I believe the latest serious attempt to solve this problem was
David's "Make
containers kernel objects":
https://lore.kernel.org/lkml/149547014649.10599.12025037906646164347.stgit@xxxxxxxxxxxxxxxxxxxxxx/
Over in NFS' space, we've most recently pondered this issue while
looking at
ways to pass a kernel socket to userspace in order to handle TLS
events:
https://lore.kernel.org/linux-nfs/E2BF9CFF-9361-400B-BDEE-CF5E0AFDCA63@xxxxxxxxxx/
The problem is that containers are not kernel objects, rather a
collection
of namespaces, cgroups, etc. Attempts at making the kernel aware of
containers have been mired in discussion and problems. It has been
suggested that the best representation of a "container" from the
kernel's
perspective is a process.
Keyagents are processes represented by a key. If a keyagent's key is
linked
to a session_keyring, it can be sent a realtime signal when a calling
process requests a matching key_type. That signal will dispatch the
process
to construct the desired key within the keyagent process context.
Keyagents
are similar to ssh-agents. To use a keyagent, one must execute a
keyagent
process in the desired context, and then link the keyagent's key onto
other
process' session_keyrings.
This method of linking keyagent keys to session_keyrings can be used
to
construct the various mappings of callers to keyagents that
containers may
need. A single keyagent process can answer request-key upcalls
across
container boundaries, or upcalls can be restricted to specific
containers.
I'm aware that building on realtime signals may not be a popular
choice, but
using realtime signals makes this work simple and ensures delivery.
Realtime
signals are able to convey everything needed to construct keys in
userspace:
the under-construction key's serial number.

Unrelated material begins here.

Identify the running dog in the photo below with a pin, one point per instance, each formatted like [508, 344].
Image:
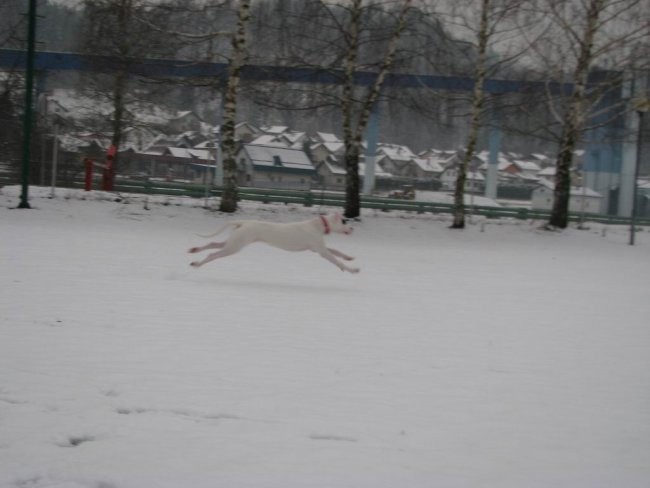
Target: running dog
[298, 236]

This work is not complete; it has security implications, it needs
documentation, it has not been reviewed by anyone. Thanks for
reading this
RFC. I wish to collect criticism and validate this approach.
At a high level I do agree that we need to send a message to a
userspace
process and that message should contain enough information to start
the
user mode helper.
Then a daemon or possibly the container init can receive the message
and dispatch the user mode helper.
Fundamentally that design solves all of the container issues, and I
think solves a few of the user mode helper issues as well.
The challenge with this design is that it requires someone standing up
a
daemon to receive the messages and call a user mode helper to retain
compatibility with current systems.
Yes..
I would prefer to see a file descriptor rather than a signal used to
deliver the message. Signals suck for many many reasons and a file
descriptor based notification potentially can be much simpler.
In the example keyagent on userspace side, signal handling is done with
signalfd(2), which greatly simplifies things.
One of those many reasons is that by not following the common pattern
for filling in kernel_siginfo you have left uninitialized padding in
your structure that will be copied to userspace thus creating a kernel
information leak. Similarly your code doesn't fill in about half the
fields that are present in the siginfo union for the _rt case.
Yes, I just used the stack and only filled in the bare minimum.
I think a file descriptor based design could additionally address the
back and forth your design needs with keys to figure out what event
has
happened and what user mode helper to invoke.
The keys have already built out a fairly rich interface for accepting
authorization keys, and instantiating partially-constructed keys. I
think
the only communication needed (currently) is to dispatch and pass the
key
serial value.
If we used file descriptors instead of rt signals, there'd be some
protocol
engineering to do.
Ideally I would also like to see a design less tied to keys. So that
we
could use this for the other user mode helper cases as well. That
said
solving request_key appears to be the truly important part, there
aren't
many other user mode helpers. Still it would be nice if in theory the
design could be used to dispatch the coredump helper as well.
What if there was a key_type "usermode_helper"? Requesting a key of
that
type executes the binary specified in the callout info. A keyagent
could
satisfy the creation of this key, which would allow the usermode_helper
process to execute in the context of a container. If no keyagent, fall
back
to the legacy call_usermode_helper.
Thanks for the look,
Ben